実際私はここの書評を読んで大いに期待して読んだが、事前にハードルがあがりすぎていたような気がする。
ただ非常に苦労した作品だとゆうのは伝わる。筆者も編集者も。
筆者はマジシャンでもあるが、彼らが華麗に見えるマジックの裏で、地味な仕込み作業をしている姿が見えてきそうな作品だった。

ミステリーだが実は小説ではない
確かに凄い。作者は書くのにものすごい苦労しただろう。だが、ヒントを出し過ぎだと
思う。裏表紙の説明に「41字詰15行組み」って書いたらダメだろ。
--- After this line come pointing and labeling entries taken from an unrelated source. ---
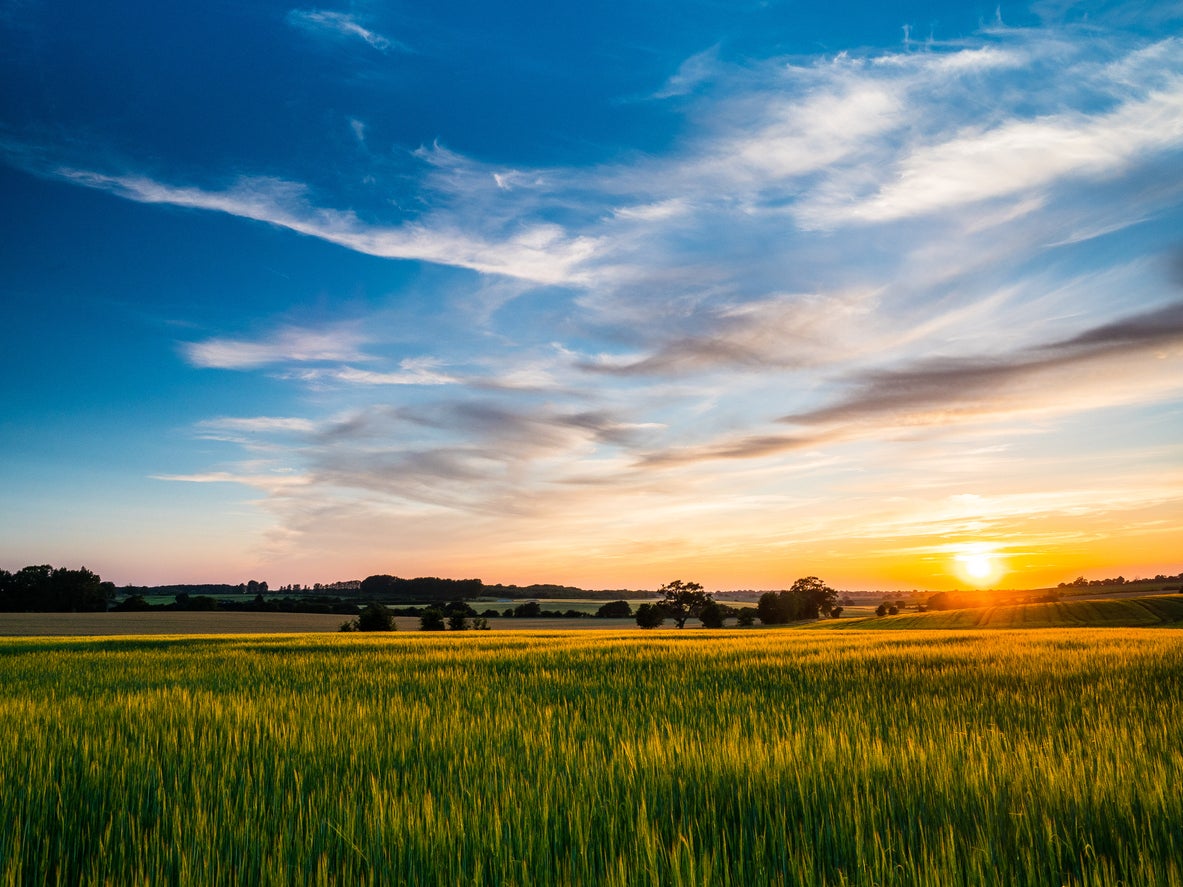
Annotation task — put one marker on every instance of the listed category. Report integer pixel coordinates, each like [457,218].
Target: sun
[977,567]
[978,563]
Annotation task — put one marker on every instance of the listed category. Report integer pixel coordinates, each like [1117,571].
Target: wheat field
[692,757]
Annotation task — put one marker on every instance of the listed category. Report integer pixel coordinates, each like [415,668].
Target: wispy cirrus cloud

こういうのは書籍内
では一切ヒントを出さず、読後も半数の読者が気付かず、しばらくして口コミで仕掛けが
評判になるというのが正しい戦略だろう。それにしても、ストーリー自体が面白くないのは
痛い。一応、ミステリー小説なんだからプロットで勝負してほしかった。まあ、ストーリー
より優先させるものがあるのは判るんだけど。

売れて欲しいような、売れて欲しくないような複雑な気持ち
ネタバレになるので詳しくは書きませんが、これとほぼ同様なものが専門ショップでは安くても九千数百円掛かります。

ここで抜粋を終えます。